If you usually sit for long stretches of time, say, while driving or watching TV, our experts recommend taking short “activity breaks.” Some research shows that moving around (or simply standing up) for a few minutes every hour helps bring blood sugar, for instance, closer to normal.
Sleep Enough, But Not Too Much
Getting 7 to 8 hours of sleep appears to be the sweet spot, helping to keep the immune system humming and reducing the likelihood of illnesses, falls, and car accidents. One example: People who get this amount of shut-eye are at the lowest risk for type 2 diabetes, notes a study published in Diabetes Care in 2015. And a 2013 Chicago Medical School study of more than 3,000 adults found that those who slept less than 6 hours per night were twice as likely to have a heart attack or stroke than those who got 6 to 8 hours.
“When you are sleep-deprived, your body secretes high amounts of [the hormones] cortisol and insulin, both of which impact risk of heart disease,” explains Bruce Rabin, M.D., Ph.D., director of the Healthy Lifestyle Program at the University of Pittsburgh Medical Center.
But regularly sleeping much more than 8 hours may increase the likelihood of coronary artery disease and type 2 diabetes. If you often sleep too little or too much, see your doctor to rule out medical reasons or discuss ways to improve sleep, such as cognitive behavioral therapy.
Break Bad Habits
If you smoke, try to quit. Thirty percent of cancer deaths can be attributed to tobacco, and smoking can harm your heart and respiratory system. It’s also linked to a higher risk of age-related macular degeneration and cataracts. Just a year after quitting, though, your added risk of heart disease is half that of a smoker’s; after 15 years, it’s the same as a nonsmoker. A decade later, your risk of lethal lung cancer is about half that of a smoker’s.
Skip e-cigs, too. They may be safer than tobacco, but their long-term health effects are still unknown. And the Food and Drug Administration has warned that some may contain toxic substances such as formaldehyde.

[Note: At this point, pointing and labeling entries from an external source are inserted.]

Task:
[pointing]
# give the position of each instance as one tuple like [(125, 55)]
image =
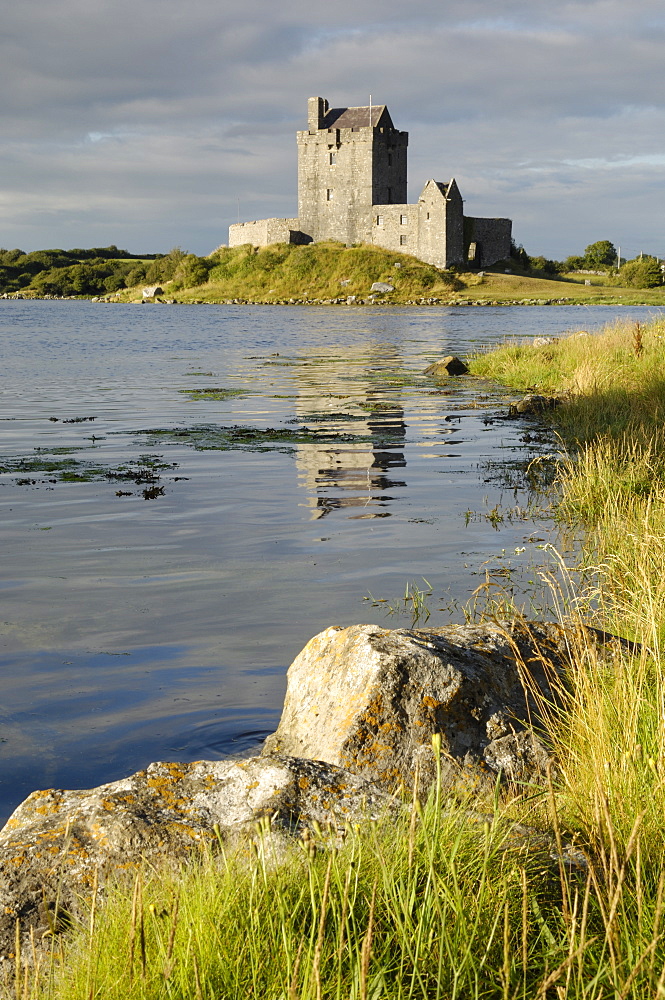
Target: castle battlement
[(352, 181)]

Drink moderately, if at all. New research suggests that the health benefits of a glass of wine may be overrated. A review of 87 studies published in 2016 in the Journal of Studies on Alcohol and Drugs found that people who have less than a drink per week actually live the longest. If you imbibe, limit yourself to two drinks per day for men and one for women.

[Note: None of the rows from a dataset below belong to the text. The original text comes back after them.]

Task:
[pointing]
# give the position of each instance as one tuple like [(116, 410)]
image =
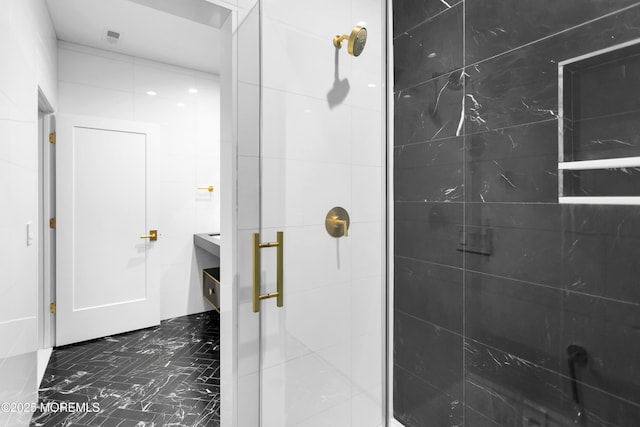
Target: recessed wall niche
[(599, 127)]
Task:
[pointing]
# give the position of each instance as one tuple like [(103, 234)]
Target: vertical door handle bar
[(278, 294)]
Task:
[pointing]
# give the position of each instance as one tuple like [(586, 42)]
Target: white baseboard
[(43, 360)]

When you’re chronically stressed, your body produces an overabundance of hormones such as adrenaline and cortisol, which hike blood pressure and can damage artery walls over time, Rabin says.
These hormones are also linked to weight gain and higher blood sugar levels, risk factors for heart disease and type 2 diabetes.

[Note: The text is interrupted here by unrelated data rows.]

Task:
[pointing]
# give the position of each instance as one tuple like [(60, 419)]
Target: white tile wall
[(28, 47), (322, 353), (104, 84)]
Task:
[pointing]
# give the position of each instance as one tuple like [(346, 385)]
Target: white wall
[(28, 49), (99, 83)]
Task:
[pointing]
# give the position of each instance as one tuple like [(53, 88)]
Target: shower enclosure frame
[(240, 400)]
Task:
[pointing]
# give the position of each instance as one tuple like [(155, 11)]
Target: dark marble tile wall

It’s difficult to avoid stress altogether, but coping strategies such as deep, slow breathing, aerobic exercise, and yoga, and unwinding with meditation, massage, or music can help you manage tension and reduce associated health risks. Choose the strategies that fit into your life easily.
Avoid Air Pollution
Tiny specks of pollution in the air can cause big health problems, particularly when it comes to lung and heart disease.
Research has long linked air pollution to a higher risk of a heart attack in people who have been diagnosed with heart disease. But it turns out that the fine particles emitted by motor vehicles, factories, fires, and tobacco smoke cause inflammation and damage to blood vessels even in otherwise healthy adults, according to a recent study published in the medical journal Circulation Research.
An Israeli study published last June found that people who breathed in higher than average levels of such particulates in the previous three months had higher blood sugar and “bad” LDL cholesterol levels and less “good” HDL cholesterol.
What can you do to protect yourself from dirty air? Check local pollution levels online, and on high-pollution days, spend time outdoors before or after rush hour, when pollution levels tend to be lower.
Take some smart steps to reduce pollutants at home, too. Vacuum regularly. Use HEPA air filters and air purifiers designed to reduce particles and filtered air conditioning that doesn’t draw from the outside. And don’t allow anyone to smoke in your home.